# Threshold Adjustment

👇 Load the player `player_performances.csv` dataset to see what you will be working with.

In [None]:
import pandas as pd

data = pd.read_csv('data/player_performances.csv')

data.head()

ℹ️ Each observation represents a player and each column a characteristic of performance. The target `target_5y` defines whether the player has had a professional career of less than 5 years [0] or 5 years or more [1].

# Preprocessing

👇 To avoid spending too much time on the preprocessing, Robust Scale the entire feature set. This practice is not optimal, but can be used for preliminary preprocessing and/or to get models up and running quickly.

Save the scaled feature set as `X_scaled`.

In [None]:
from sklearn.preprocessing import RobustScaler

# Instanciate Scaler
scaler = RobustScaler()

# Transform features
X_scaled = scaler.fit_transform(data.drop(columns = 'target_5y'))

### ☑️ Check your code

In [None]:
from nbresult import ChallengeResult

result = ChallengeResult('scaled_features',
                         scaled_features = X_scaled
)

result.write()
print(result.check())

# Base modeling

🎯 The task is to detect players who will last 5 years minimum as professionals, with a 90% guarantee.

👇 Is a default Logistic Regression model going to satisfy the coach's requirements? Use cross validation and save the score that supports your answer under variable name `base_score`.

In [None]:
from sklearn.model_selection import cross_validate
from sklearn.linear_model import LogisticRegression

# 10-Fold Cross validate model
log_cv_results = cross_validate(LogisticRegression(max_iter=1000), X_scaled, data['target_5y'], cv=10, 
                            scoring=['precision'])

# Mean Precision score
base_score = log_cv_results['test_precision'].mean()

base_score

### ☑️ Check your code

In [None]:
from nbresult import ChallengeResult

result = ChallengeResult('base_precision',
                         score = base_score
)

result.write()
print(result.check())

# Threshold adjustment

👇 Find the decision threshold that guarantees a 90% precision for a player to last 5 years or more as a professional. Save the threshold under variable name `new_threshold`.

<details>
<summary>💡 Hint</summary>

- Make cross validated probability predictions with [`cross_val_predict`](https://scikit-learn.org/stable/modules/generated/sklearn.model_selection.cross_val_predict.html)
    
- Plug the probabilities into [`precision_recall_curve`](https://scikit-learn.org/stable/modules/generated/sklearn.metrics.precision_recall_curve.html) to generate precision scores at different thresholds

- Find out which threshold guarantees a precision of 0.9
      
</details>



In [None]:
from sklearn.model_selection import cross_val_predict
from sklearn.metrics import precision_recall_curve

# Predict probabilities
y_pred_probas_0, y_pred_probas_1 = cross_val_predict(LogisticRegression(),
                                                     X_scaled, data['target_5y'],
                                                     method = "predict_proba").T

# Generate precision and thresholds (and recalls) using probabilities for class 1
precision, recall, thresholds = precision_recall_curve(data['target_5y'], y_pred_probas_1)

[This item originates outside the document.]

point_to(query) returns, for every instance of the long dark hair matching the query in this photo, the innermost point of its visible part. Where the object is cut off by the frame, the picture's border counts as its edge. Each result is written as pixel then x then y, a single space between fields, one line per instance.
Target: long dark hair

# Populate dataframe with precision and threshold
df_precision = pd.DataFrame({"precision" : precision[:-1], "threshold" : thresholds})

# Find out which threshold guarantees a precision of 0.9
new_threshold = df_precision[df_precision['precision'] >= 0.9]['threshold'].min()

new_threshold

### ☑️ Check your code

In [None]:
from nbresult import ChallengeResult

result = ChallengeResult('decision_threshold',
                         threshold = new_threshold
)

result.write()
print(result.check())

# Using the new threshold

🎯 The coach has spotted a potentially interesting player, but wants your 90% guarantee that he would last 5 years minimum as a pro. Download the player's data [here](https://wagon-public-datasets.s3.amazonaws.com/Machine%20Learning%20Datasets/ML_New_player.csv).

In [None]:
new_player = pd.read_csv("data/ML_New_player.csv")

new_player

❓ Would you risk recommending the player to the coach? Save your answer as string under variable name `recommendation` as "recommend" or "not recommend".

In [None]:
# Scale the new player's data the same way the feature set was scaled
new_player_scaled = scaler.transform(new_player)


# Instanciate and train model
model = LogisticRegression()
model.fit(X_scaled, data['target_5y'])

# Define custom predict function
def custom_predict(X, custom_threshold):
    probs = model.predict_proba(X) # Get probability of each sample being classified as 0 or 1
    expensive_probs = probs[:, 1] # Only keep probabilities of class [1]
    return (expensive_probs > custom_threshold)
    
    
custom_prediction = custom_predict(X=new_player_scaled, custom_threshold=new_threshold)[0] # Update predictions 
print(custom_prediction)
recommendation = "recommend"

### ☑️ Check your code

In [None]:
from nbresult import ChallengeResult

result = ChallengeResult('recommendation',
                         recommendation = recommendation
)

result.write()
print(result.check())

# 🏁